TÜSİAD açıklamasında, tarihi olayların, tarihçiler ve araştırmacılar tarafından kıymetlendirilmesi gerektiği belirtilerek, “ABD Lideri Joe Biden’ın Osmanlı İmparatorluğu’nda 1915 Ermeni tehciri ve sonrasındaki trajik olayların yıl dönümünde soykırım tabirini kullanmasını esefle kınıyoruz.

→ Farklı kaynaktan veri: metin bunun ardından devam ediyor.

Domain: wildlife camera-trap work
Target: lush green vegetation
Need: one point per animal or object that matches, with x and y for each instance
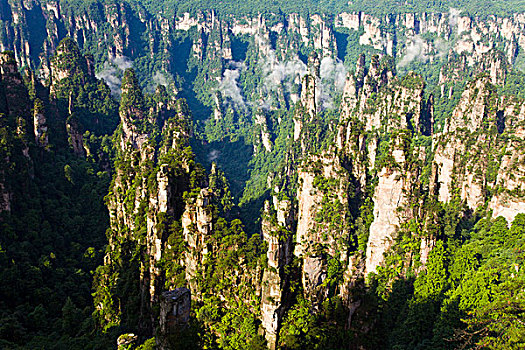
(71, 280)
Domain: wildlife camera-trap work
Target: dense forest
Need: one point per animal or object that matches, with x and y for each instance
(217, 175)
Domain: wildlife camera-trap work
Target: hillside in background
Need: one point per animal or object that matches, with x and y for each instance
(190, 174)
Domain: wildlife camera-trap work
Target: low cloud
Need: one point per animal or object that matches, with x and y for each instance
(415, 50)
(453, 15)
(112, 72)
(229, 86)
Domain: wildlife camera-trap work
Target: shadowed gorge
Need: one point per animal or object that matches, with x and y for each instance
(215, 175)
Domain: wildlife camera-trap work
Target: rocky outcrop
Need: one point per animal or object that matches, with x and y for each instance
(277, 232)
(477, 156)
(197, 225)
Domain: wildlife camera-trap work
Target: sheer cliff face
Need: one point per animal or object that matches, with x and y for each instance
(146, 196)
(477, 156)
(120, 30)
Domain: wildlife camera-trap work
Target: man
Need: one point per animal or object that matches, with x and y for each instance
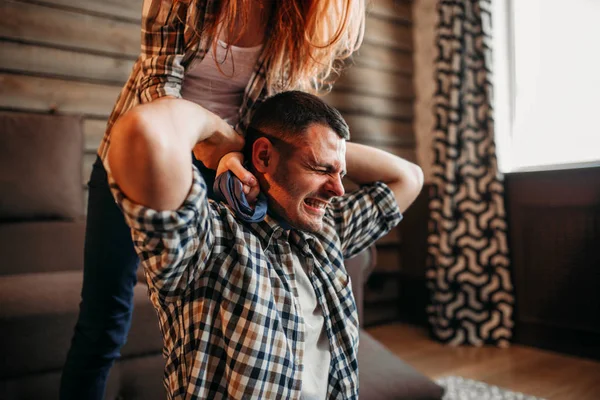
(256, 309)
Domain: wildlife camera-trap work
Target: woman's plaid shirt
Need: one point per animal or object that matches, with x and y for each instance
(173, 39)
(227, 298)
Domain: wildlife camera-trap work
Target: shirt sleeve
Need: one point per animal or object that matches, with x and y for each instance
(162, 51)
(362, 217)
(172, 245)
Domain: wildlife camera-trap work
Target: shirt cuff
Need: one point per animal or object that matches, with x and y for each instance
(385, 201)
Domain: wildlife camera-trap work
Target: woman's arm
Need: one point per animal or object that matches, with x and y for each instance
(162, 49)
(151, 145)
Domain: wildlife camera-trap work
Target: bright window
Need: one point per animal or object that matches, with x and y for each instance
(546, 74)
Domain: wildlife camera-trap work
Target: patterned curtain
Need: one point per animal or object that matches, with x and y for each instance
(468, 273)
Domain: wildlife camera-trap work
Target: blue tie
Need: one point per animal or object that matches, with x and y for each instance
(229, 189)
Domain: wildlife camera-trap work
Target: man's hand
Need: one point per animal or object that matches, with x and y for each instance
(234, 162)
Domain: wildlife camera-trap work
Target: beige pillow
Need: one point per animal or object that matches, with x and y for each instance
(40, 166)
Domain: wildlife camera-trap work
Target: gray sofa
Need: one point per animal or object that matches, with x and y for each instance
(42, 233)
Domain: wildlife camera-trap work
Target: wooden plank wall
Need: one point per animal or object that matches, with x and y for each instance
(73, 56)
(376, 97)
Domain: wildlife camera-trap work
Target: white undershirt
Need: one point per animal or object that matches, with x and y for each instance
(317, 357)
(221, 92)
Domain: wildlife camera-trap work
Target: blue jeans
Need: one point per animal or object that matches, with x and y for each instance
(106, 307)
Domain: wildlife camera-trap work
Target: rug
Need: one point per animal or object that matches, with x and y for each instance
(458, 388)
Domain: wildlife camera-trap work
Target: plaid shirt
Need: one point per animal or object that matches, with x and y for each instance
(227, 298)
(170, 44)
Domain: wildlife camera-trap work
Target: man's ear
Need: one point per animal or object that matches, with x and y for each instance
(262, 155)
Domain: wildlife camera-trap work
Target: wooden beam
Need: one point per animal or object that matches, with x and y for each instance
(386, 33)
(384, 59)
(396, 10)
(377, 83)
(354, 103)
(30, 93)
(33, 23)
(120, 9)
(52, 62)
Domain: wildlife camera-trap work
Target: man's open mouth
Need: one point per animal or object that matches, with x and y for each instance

Tarihi olayların siyasi beyanatlarla değil, tarihçiler ve araştırmacılar tarafından değerlendirilmesinin ve daha da değerlisi toplumlar ortasında diyalog yoluyla ele alınmasının yanlışsız olduğunu düşünüyoruz.” sözlerine yer verildi.
Açıklamada, “Beyaz Saray tarafından yayınlanan açıklama, tarihi hafızanın saydamlaşması, Dağlık Karabağ sıkıntısında geçen yıl meydana gelen gelişmeler sonrasında Ermenistan ile Alican hudut kapısının açılmasını da içeren olağanlaşma potansiyeli, ABD ile birçok uyuşmazlığı barındıran ikili alakaların geleceği ve transatlantik ittifakın ve bölgemizin istikrarı üzere hususların hiçbirine olumlu bir katkı sağlamayacak, ikili ve çok taraflı münasebetlerde yeni tansiyonlara kapı aralayacaktır.” denildi.
Tarihi olayların dönemsel siyasal ve jeopolitik dinamiklerin gereklerine nazaran daima yine değerlendirmeye tabi tutulması ve farklı stratejik önceliklere nazaran araçsallaştırılmasının, öncelikle bu olaylardan etkilenen halkların tarihi kimliğine ve bahse muhatap devletlerin uzun vadeli çıkarlarına saygılı bir tavır olmadığı vurgulanan açıklamada, bu cins siyasi açıklamaların, bahsin objektif, çok boyutlu ve sağ duyulu bir formda tartışılmasını sağlayacak bir yerin yaratılmasını da güçleştirdiğine işaret edildi.
Açıklamada, şunlar kaydedildi:
“Bunlar, toplumlar ortasında uzlaşma arayışlarını zorlaştırıyor ve tahlile katkıda bulunmuyor. Beyaz Saray açıklamasının zamanlaması da gözden kaçmamalıdır. Aslında bu açıklama ve 2019 yılında Senato ve Temsilciler Meclisi tarafından büyük çoğunluklarla onaylanan karar tasarıları, bu bahsin ne kadar siyasallaştırıldığının bir göstergesi olarak kıymetlendirilebilir. Türk Amerikan alakalarının bozulması ve biriken meseleler sonucunda, Kongre ve ABD Yönetimi’nin, son kırk yıldır izledikleri tavrı değiştirerek aksi açıklamalarda bulunmaları tasa vericidir. Bundan sonraki süreçte bölgedeki tüm toplumların barış, refah ve huzur içinde yaşaması için tüm tarafların katkıda bulunması, müttefik ve bölge ülkelerle alakaların onarılması, problemlerin diyalog ve diplomatik yumuşak gücün tekrar önceliklendirilmesi yoluyla tahlili, yapan bir gündemle bağların şekillendirilmesi ve sağduyunun öne çıkması büyük değer taşımaktadır.”